Abstract

Mesoporous nanostructured titanium-dioxide (TiO2) films, with high uniformity and low packing density, are synthesized in a stagnation swirl-flame setup under an applied electric field, with voltage bias on the substrate and the burner grounded. The effects of uniform external electric-field strength and polarity are studied for different substrate temperatures and precursor-loading concentrations. The results manifest considerable differences in film characteristics, for differing electric fields, with more columnar structures and higher porosities produced under low-magnitude substrate voltages up to |±400|V. Interestingly, films have higher packing density at higher magnitude voltages of |±800|V. At low substrate temperatures, the morphology and structure are more prominent owing to less on-substrate sintering of the nanoparticles.
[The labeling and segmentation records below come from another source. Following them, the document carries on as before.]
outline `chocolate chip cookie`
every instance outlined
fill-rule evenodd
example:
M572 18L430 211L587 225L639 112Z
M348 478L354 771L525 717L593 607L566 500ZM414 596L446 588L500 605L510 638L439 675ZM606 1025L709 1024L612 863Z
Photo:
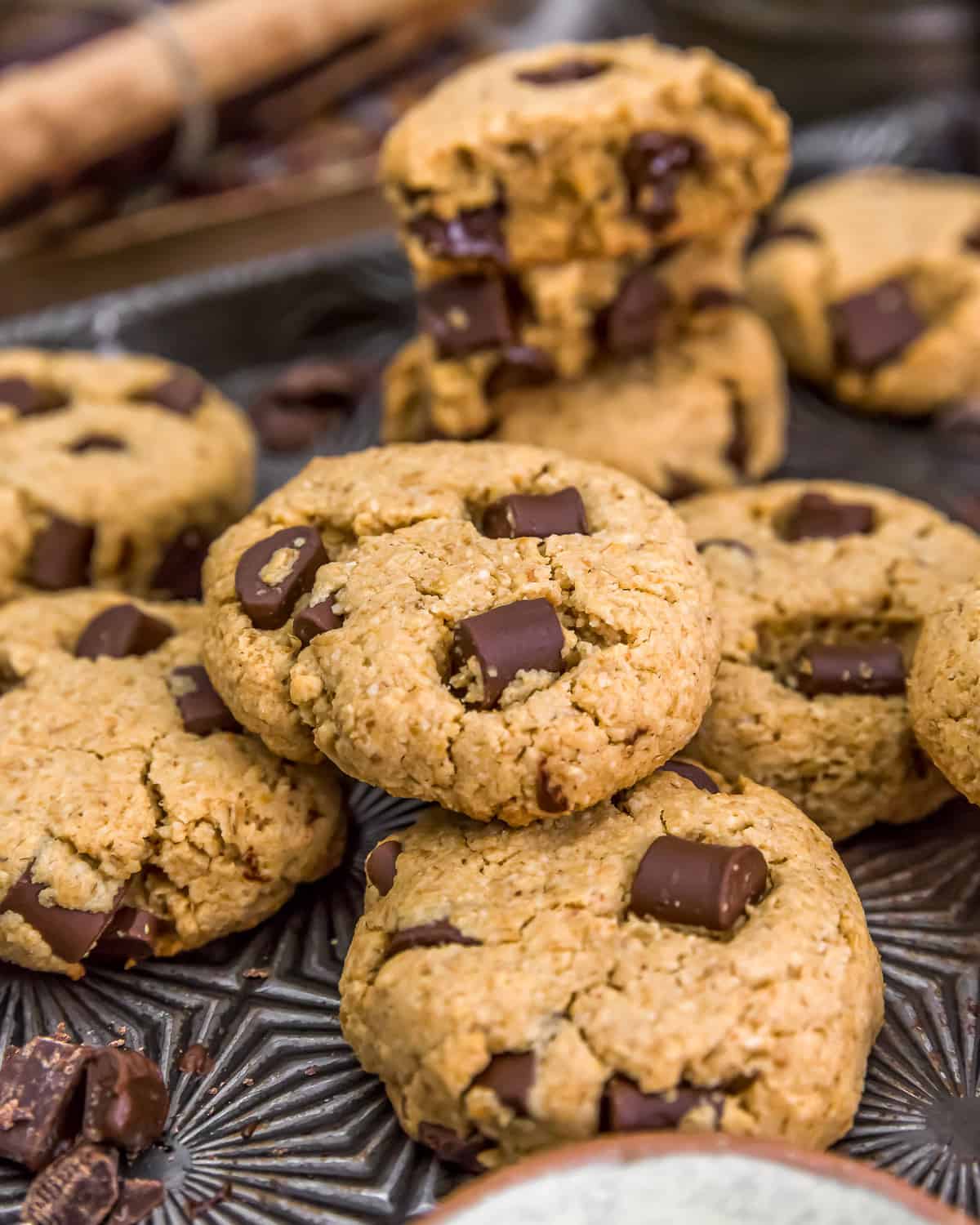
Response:
M205 595L208 671L273 751L512 824L676 752L718 659L673 511L537 447L315 459L216 543Z
M905 674L924 616L980 572L980 538L869 485L775 481L682 503L714 581L722 664L690 751L797 804L832 838L952 793Z
M0 353L0 601L120 588L200 597L211 540L251 505L241 414L158 358Z
M826 1148L850 1126L878 957L829 840L774 791L674 761L519 831L432 811L366 872L344 1036L445 1159L637 1128Z
M919 742L953 786L980 802L980 593L956 588L922 625L909 674Z
M0 609L0 960L196 948L339 861L333 772L243 733L200 638L198 608L111 592Z
M980 181L876 168L775 211L748 265L789 365L867 412L980 394Z
M392 130L382 176L428 281L718 234L775 196L788 148L739 69L631 38L463 69Z
M413 341L388 371L385 436L431 436L436 403ZM706 310L652 355L608 360L575 382L505 391L490 405L480 397L478 410L492 410L496 440L608 463L670 499L757 480L785 451L779 353L766 325L733 306ZM464 415L474 419L457 420Z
At low-magnitude substrate voltages, oppositely-charged particles are attracted to the substrate, increasing their electrophoretic velocity but decreasing their in-flame growth and agglomeration, resulting in smaller particle size. Along with van der Waals forces and induced dipole–dipole interactions, more columnar-structured growth with lower packing density results. At high-magnitude voltages, the particles seem to acquire the same charge polarity as the voltage bias applied, being repelled and residing in the flame longer, thus increasing in-flame agglomeration and particle size. More branched-structured film growth with high packing density develops.